Precision issues in Mistral rotary embeddings #29496

avnermay · 2024-03-06T20:10:34Z

transformers/src/transformers/models/mistral/modeling_mistral.py

Lines 120 to 121 in 965cf67

    
           if seq_len > self.max_seq_len_cached: 
        
               self._set_cos_sin_cache(seq_len=seq_len, device=x.device, dtype=x.dtype)

transformers/src/transformers/models/mistral/modeling_mistral.py

Line 377 in 965cf67

rotary_seq_len = max(kv_seq_len, position_ids[:, -1].max().item()) + 1

If during mixed precision training (e.g., bf16 with HF trainer) of a Mistral model you pass an input equal to (or greater than) the model's maximum sequence length, it will generate new sin_cached and cos_cached tensors which will be incorrect due to precision issues. In particular, the inv_freq tensor will be in bf16 and this causes the issues. This causes large model quality issues, which I believe is what should be done here.

Other models and code bases deal with this by forcing the inv_freq tensor to be float32, which would be good to do here as well. It would also be a good idea to double check other models to make sure this precision problem does not happen for other models.

transformers/src/transformers/models/llama/modeling_llama.py

Lines 136 to 147 in 965cf67

    
           inv_freq_expanded = self.inv_freq[None, :, None].float().expand(position_ids.shape[0], -1, 1) 
        
           position_ids_expanded = position_ids[:, None, :].float() 
        
           # Force float32 since bfloat16 loses precision on long contexts 
        
           # See https://github.com/huggingface/transformers/pull/29285 
        
           device_type = x.device.type 
        
           device_type = device_type if isinstance(device_type, str) else "cpu" 
        
           with torch.autocast(device_type=device_type, enabled=False): 
        
               freqs = (inv_freq_expanded.float() @ position_ids_expanded.float()).transpose(1, 2) 
        
               emb = torch.cat((freqs, freqs), dim=-1) 
        
               cos = emb.cos() 
        
               sin = emb.sin() 
        
           return cos.to(dtype=x.dtype), sin.to(dtype=x.dtype)
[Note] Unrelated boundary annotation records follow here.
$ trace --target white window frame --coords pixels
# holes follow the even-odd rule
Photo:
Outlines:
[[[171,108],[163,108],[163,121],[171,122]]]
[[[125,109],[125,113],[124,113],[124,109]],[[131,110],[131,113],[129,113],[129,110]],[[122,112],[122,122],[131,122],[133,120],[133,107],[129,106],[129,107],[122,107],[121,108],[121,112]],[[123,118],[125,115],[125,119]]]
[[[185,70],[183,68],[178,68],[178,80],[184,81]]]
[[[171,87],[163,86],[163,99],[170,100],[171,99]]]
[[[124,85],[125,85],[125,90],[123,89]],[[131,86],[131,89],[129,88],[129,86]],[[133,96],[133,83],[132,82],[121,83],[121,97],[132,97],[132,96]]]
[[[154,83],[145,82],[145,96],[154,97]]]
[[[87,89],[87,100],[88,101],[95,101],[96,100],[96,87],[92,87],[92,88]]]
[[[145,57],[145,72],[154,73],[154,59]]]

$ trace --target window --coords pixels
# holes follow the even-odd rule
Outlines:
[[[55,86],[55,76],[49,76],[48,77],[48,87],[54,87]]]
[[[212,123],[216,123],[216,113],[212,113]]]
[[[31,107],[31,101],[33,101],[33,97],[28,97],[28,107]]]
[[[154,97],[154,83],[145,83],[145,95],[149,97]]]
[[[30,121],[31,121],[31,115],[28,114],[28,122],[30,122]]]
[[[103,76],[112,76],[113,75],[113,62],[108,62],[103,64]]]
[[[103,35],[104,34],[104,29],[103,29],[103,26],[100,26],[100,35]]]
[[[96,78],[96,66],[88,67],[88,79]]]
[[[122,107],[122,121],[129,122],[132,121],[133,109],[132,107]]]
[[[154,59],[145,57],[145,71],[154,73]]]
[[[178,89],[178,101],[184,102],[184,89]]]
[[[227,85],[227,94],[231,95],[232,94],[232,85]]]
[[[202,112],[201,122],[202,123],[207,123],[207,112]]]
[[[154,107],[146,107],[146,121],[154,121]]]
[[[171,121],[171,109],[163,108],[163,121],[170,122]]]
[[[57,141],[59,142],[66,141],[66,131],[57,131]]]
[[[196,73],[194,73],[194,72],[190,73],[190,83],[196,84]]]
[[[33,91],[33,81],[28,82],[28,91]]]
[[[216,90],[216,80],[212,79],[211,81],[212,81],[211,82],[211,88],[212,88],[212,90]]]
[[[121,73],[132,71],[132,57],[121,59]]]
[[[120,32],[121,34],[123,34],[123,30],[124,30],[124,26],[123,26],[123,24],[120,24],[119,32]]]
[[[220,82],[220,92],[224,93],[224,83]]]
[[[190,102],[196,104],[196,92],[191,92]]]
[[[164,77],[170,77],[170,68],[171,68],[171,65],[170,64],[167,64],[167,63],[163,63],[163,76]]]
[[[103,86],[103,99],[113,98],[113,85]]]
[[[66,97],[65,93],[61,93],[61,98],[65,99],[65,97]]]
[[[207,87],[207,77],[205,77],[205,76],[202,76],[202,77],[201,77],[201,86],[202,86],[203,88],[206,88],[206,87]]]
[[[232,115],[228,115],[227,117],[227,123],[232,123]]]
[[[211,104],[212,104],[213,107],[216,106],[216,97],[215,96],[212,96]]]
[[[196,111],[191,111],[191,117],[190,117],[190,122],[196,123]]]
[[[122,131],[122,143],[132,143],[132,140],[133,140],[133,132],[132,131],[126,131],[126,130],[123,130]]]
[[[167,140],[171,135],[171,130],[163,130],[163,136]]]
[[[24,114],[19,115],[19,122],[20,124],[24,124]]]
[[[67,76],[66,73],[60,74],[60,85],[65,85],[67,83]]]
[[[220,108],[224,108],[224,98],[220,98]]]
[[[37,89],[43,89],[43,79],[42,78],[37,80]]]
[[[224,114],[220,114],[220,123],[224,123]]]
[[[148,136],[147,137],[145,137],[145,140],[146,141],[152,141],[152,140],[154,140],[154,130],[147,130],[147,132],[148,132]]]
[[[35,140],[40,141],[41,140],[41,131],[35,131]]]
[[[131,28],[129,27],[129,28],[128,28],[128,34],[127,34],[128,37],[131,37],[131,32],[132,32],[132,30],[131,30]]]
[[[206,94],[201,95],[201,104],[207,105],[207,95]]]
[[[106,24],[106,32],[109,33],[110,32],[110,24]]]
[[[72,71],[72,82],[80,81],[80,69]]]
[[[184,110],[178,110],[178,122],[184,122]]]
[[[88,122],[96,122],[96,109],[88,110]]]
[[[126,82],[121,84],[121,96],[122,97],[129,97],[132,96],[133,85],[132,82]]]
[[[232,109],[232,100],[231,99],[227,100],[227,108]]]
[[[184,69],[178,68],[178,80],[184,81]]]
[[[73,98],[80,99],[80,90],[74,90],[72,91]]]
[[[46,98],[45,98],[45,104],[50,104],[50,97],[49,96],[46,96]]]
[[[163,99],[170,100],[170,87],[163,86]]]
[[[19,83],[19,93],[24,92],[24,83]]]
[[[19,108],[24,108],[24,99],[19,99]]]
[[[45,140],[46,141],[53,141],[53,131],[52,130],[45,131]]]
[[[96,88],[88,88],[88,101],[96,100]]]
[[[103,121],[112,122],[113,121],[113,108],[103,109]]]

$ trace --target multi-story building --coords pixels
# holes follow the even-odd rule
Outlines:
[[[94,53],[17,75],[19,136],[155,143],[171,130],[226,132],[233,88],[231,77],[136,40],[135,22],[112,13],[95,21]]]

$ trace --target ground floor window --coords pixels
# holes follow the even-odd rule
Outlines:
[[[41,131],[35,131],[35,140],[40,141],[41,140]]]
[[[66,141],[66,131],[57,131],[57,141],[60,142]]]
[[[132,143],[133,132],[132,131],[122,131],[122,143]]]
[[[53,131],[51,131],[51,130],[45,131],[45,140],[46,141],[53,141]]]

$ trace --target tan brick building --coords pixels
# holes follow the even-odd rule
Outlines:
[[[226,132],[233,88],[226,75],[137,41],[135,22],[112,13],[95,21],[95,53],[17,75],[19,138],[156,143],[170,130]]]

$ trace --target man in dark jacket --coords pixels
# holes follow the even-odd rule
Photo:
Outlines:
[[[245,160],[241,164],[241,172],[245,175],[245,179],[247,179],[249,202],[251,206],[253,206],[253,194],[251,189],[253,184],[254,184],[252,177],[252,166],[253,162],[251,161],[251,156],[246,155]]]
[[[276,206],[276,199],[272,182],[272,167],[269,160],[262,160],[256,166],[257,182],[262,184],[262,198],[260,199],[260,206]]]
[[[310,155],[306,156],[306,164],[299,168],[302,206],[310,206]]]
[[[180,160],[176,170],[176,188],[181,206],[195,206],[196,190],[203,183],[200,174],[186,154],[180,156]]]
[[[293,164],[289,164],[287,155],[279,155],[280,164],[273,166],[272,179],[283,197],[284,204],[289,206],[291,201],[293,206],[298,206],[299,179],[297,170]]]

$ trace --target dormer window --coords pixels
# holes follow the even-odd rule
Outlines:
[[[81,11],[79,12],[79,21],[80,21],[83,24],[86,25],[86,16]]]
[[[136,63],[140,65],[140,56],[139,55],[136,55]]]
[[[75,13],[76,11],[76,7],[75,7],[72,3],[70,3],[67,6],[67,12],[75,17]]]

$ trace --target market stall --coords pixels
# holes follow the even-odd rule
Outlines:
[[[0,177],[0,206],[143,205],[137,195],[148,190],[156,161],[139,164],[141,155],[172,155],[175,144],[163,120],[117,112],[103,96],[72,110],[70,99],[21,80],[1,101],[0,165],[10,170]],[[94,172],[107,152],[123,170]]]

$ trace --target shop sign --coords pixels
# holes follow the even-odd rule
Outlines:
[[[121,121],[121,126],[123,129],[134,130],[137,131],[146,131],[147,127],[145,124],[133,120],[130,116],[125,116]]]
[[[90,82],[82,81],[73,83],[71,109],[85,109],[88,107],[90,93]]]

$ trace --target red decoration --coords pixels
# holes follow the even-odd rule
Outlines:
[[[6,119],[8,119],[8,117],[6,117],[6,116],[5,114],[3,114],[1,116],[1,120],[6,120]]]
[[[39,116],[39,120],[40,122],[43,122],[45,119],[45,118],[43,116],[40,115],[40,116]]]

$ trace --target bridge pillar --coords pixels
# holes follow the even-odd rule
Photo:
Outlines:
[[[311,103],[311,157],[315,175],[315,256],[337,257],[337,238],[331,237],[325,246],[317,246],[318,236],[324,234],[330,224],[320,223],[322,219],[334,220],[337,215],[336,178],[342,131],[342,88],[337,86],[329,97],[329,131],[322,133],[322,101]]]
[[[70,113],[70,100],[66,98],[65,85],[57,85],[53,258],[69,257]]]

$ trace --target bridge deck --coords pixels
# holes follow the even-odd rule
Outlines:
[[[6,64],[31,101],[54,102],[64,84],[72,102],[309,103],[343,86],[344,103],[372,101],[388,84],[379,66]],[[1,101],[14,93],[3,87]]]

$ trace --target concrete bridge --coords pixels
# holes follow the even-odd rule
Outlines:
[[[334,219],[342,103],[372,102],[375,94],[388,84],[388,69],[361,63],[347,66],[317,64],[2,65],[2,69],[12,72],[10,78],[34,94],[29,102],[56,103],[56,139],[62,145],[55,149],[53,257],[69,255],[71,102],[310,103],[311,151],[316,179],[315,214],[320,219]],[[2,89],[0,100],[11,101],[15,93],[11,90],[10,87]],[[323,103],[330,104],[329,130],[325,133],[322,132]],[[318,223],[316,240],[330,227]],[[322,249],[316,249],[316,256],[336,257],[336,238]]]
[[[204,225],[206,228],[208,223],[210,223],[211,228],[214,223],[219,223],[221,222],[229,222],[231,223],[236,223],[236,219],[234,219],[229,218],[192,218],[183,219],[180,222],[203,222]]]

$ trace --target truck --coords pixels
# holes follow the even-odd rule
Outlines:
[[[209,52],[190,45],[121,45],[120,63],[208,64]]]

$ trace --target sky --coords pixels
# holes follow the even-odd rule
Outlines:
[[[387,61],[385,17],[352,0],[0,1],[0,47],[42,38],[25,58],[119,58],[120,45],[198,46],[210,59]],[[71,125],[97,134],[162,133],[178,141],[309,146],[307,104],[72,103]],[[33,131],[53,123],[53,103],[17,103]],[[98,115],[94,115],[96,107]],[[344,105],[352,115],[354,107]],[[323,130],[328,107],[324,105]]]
https://github.com/Dao-AILab/flash-attention/blob/6c9e60de566800538fedad2ad5e6b7b55ca7f0c5/flash_attn/layers/rotary.py#L383-L392

The text was updated successfully, but these errors were encountered:

ArthurZucker · 2024-03-07T06:21:19Z

Do you want to open a PR to propagate the changes we made to Llama and gemma?

ArthurZucker · 2024-03-07T06:21:25Z

cc @gante

danielhanchen · 2024-03-09T17:18:03Z

@avnermay I'm not too certain, but I think inv_freq will always be calculated in float32. For eg Gemma:

self.inv_freq = 1.0 / (
self.base ** (torch.arange(0, self.dim, 2, dtype=torch.int64, device=x.device).float() / self.dim))

And for Llama:

inv_freq = 1.0 / (self.base ** (torch.arange(0, self.dim, 2, dtype=torch.int64).float().to(device) / self.dim))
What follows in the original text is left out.